Computing Legend Alan Kay Explains CES Comments (In Detail)



Computing legend and former Apple Fellow Alan Kay has kindly written a detailed note explaining a comment he made at CES, facetiously reported here. Looking for a newsy nugget from Kay’s complex talk, I was trying to make a joke about something profound being revealed at the CES gadget orgy. (“We all thought it was pretty funny too,” said Kay in a separate email).

Kay’s note explains a comment he made about the logical expression NOT BOTH underlying all human thinking.

“What I said was that all human symbol/logical REPRESENTATION systems and all computers past present and future can be made from NOT BOTH,” Kay says.

Kay’s full, fascinating email after the jump.

Here’s Kay’s email in full:

Thanks for your writeup on my talk yesterday.
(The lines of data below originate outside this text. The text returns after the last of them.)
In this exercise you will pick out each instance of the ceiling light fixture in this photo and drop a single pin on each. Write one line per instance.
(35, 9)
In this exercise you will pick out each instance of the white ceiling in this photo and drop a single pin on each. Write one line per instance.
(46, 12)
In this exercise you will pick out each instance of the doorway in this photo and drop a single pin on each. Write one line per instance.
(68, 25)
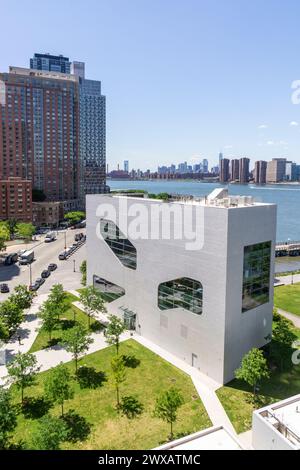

One little correction is that I didn’t say:

”All human knowledge can be explained by the simple logical expression NOT BOTH, Kay said. “It’s a logical expression that explains all thinking,” he said in the middle of his speech”

What I said was that all human symbol/logical REPRESENTATION systems and all computers past present and future can be made from NOT BOTH.

I committed the classic error of letting the clock pressure me into using one sentence where I should have used either none or a few.

The analogy is that all living things we know about on the planet are made from just a few kinds of atoms (roughly six kinds). This didn’t explain life, because it is the complex dynamic architecture of those atoms which explains life, not the atoms themselves. Similarly, we can make arches from bricks, but it is very hard to invent an arch from looking at a brick (took humans thousands of years to have the idea and figure out how to do it).

The NOT BOTH operator (called NAND in computerdom) was first realized by American mathematician Charles Peirce around 1880 when he was looking at Boole’s book on logic, which showed how all logical operations could be made from AND, OR, and NOT. Peirce realize that NOT BOTH on all the possible values of inputs A and B was sufficient to do what the three more understandable operations of Boole and other logicians did.

Today, this operation is often called the “Sheffer Stroke” (ca. early 1900s) because Peirce’s work got lost for a while.


I think that using 0 and 1 is easier to understand than false and true (or off and on, or no or yes) so let:
0 be used to signify false or off or no
1 be used to signify true or on or yes

Define op = NOT BOTH as

A op B = C
— — —
0 0 = 1
0 1 = 1
1 0 = 1
1 1 = 0


We sometimes use this operation in ordinary life.

For example, if we are talking about the life support of a patient, and A is the patient’s family, and B is the doctor, and C means should be the life support of the patient be on (1) or off (0), then the logic we want to perform is that we can only turn off the life support if both the family and the doctor concur.
That is A:Yes B:Yes C:Off

Of course most people wouldn’t think this way, because our nervous systems are terrible at NOT (and negation of all kinds). (We can’t say to someone “Don’t think about the pink elephant” without conjuring one — or “The jury will disregard the last remark”.)

The universality of this for making representations is easier to see now than in Peirce’s time, because we can make every element in a computer (both memory and processing logic) from just NOT BOTH. And people now have an informal sense by using computers that they can represent “everything” (all written languages, anything that can be made from marks, text, pictures, movies, sounds, and representation systems that are more obscure, etc.).

And, back to the analogy of the relation between a few kinds of atoms and making life, in theory one should be able to make machines that think as well (and better than us) from architectures completely fashioned from the single kind of brick of NOT BOTH. But both science and engineering require real examples of models that work — so these are conjectures (but good ones) at this point.

You can see why I should have kept my mouth shut about this (or given a different talk).